Bearing in mind the evolving role of the community manager as a more strategic function and, in my opinion, the glue of a social business, there are three things I see becoming increasingly more important for the role.
(1) Perfecting your timing
We know that community management isn’t your standard 9-to-5 job, especially if you manage a community that reaches globally. It’s incredibly important, especially for new and growing communities, to pay attention to spikes in activation and engagement within your various communities. Using tools like Crowdbooster, SocialFlow, PageLever, and good ‘ol fashioned Google Analytics, identify which days of the week and times of the day your community members are most active, and engage appropriately. Community managers don’t always need to insert themselves in to the conversation, but it’s important to pay attention to what your members are saying and be available to respond or manage relationships if necessary. This is key to maintaining an active community and making sure your community continues to grow. Dan Zarrella’s Science of Timing research is a great resource if you’re not sure where to get started.
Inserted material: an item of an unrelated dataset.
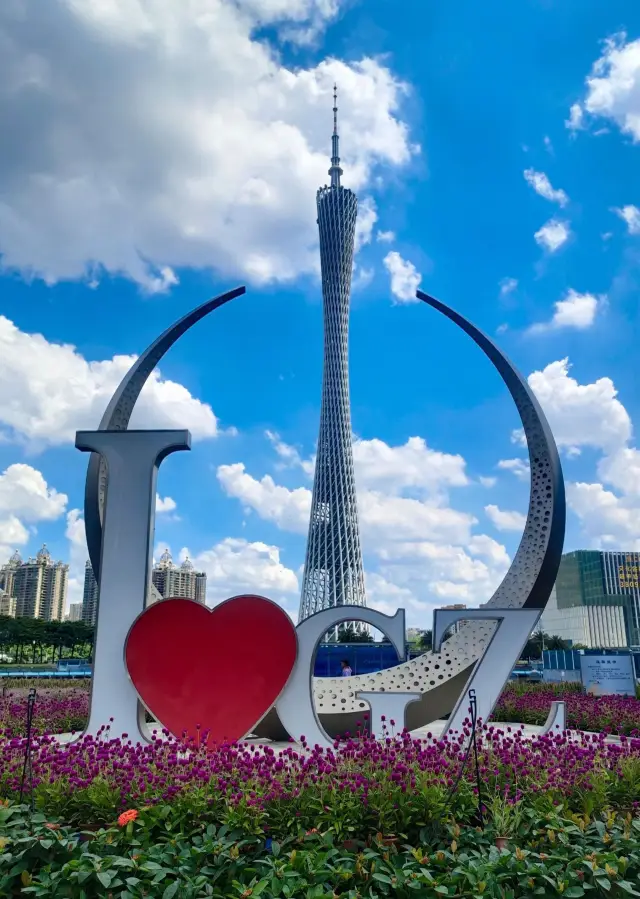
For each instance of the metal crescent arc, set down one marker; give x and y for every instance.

(2) Playing the numbers game
Understanding and reporting on a community’s visitor data and analytics is something that’s fast becoming an important function of the community management role as more attention is placed on the value for the bottom line of the business. The C-suite doesn’t care how many followers you have or how many discussions have been started in your community, but they do want to know how those things tie back to business goals – and it’s more than just reporting on the hard numbers. Are the discussions generating feedback that can be integrated in to product development or the sales cycle? Is your website receiving an increased number of visitors from the community, and if so, what’s the path visitors are taking through the site? Is there content on your blog or website that is especially popular with your community that can provide additional insight about your customer base? As an integral piece of a social business, community managers will increasingly be relied on for this type of business insight and must be able to communicate the findings in a way that’s understandable for internal decision makers.
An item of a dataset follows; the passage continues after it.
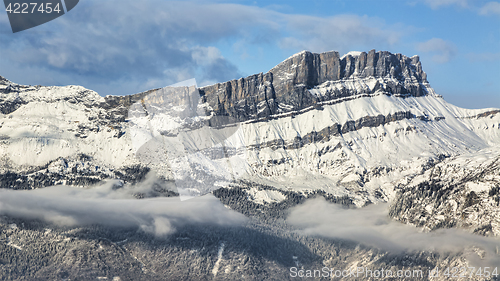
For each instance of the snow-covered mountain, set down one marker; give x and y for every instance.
(351, 125)
(355, 129)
(3) Improving searchability
Search engine optimization is a tactic that certainly falls more under the realm of marketing, but with so many community managers reporting that they handle content creation and editorial planning for their organizations (as evidenced by the 2012 Community Manager Report from Social Fresh), it’s a skill that more community managers should take in to consideration when developing content for a brand. The social customer is masterful when it comes to search – so you want to make sure the helpful content within your communities is easily accessible when current and potential customers look for it.
The evolution of community management is inevitable. Purists will continue to advocate for the separation of the community manager role from other social media functions and communications will always be more of an art than a science. But at the end of the day, we can all agree that as business continues to change as a result of our social world, it’s important for all functions to fold in things like data, analytics and search to improve a customer’s experience with the brand.